We talked about seasons where God seems less interested in advancing our calling and far more invested in shaping our character. Seasons where our plans hit walls. Where our body slows us down. Where our energy, control, or certainty gets stripped away.
And suddenly, we’re left with harder questions than we expected:
Who am I when I’m not producing? Who am I when my progress isn’t obvious? Who am I when I disappoint people—or stop trying to keep everyone happy?
Those questions don’t feel spiritual when you’re living them. They feel frustrating. Limiting. Sometimes even humiliating. But they’re holy questions. They get to the heart of what we believe about God—and ourselves.
Rebekah shared about learning surrender in seasons she didn’t choose. About letting go of timelines, expectations, and the need for approval.
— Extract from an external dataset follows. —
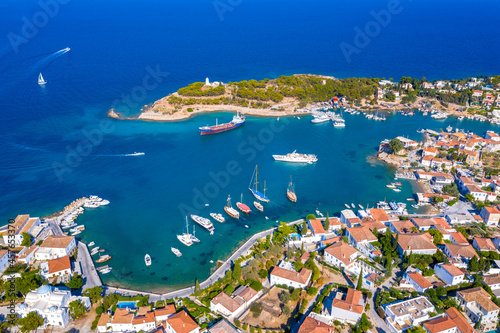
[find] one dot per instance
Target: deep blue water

About discovering that freedom often comes after we release control, not before.
And as we talked, I kept thinking about how many of us are waiting for permission to move forward. Waiting for clarity. Waiting for confidence. Waiting for the perfect moment when everything finally feels lined up.
But what if waiting well doesn’t mean waiting until things are ideal? What if it looks like quiet obedience? Like taking the next faithful step with what you have—even if it feels small, unimpressive, or unfinished?
So much of the becoming God does in us happens without applause. It happens in routines no one sees. In obedience that doesn’t make sense yet. In staying when leaving would be easier. In beginning again when you’re tired of starting over.
And I know that kind of season can feel lonely.
If that’s where you are right now—if you feel overlooked, behind, or unsure if anything is actually changing—I want you to hear this: You are not wasting your life. You are not doing it wrong. You are not forgotten. You are becoming.
Even if it’s quiet. Even if it’s slow. Even if no one is clapping. God is still at work—and He’s paying attention.
If you’re in a season that feels unseen, I hope this week’s episode feels like companionship more than instruction. A reminder that you’re not alone in the in‑between.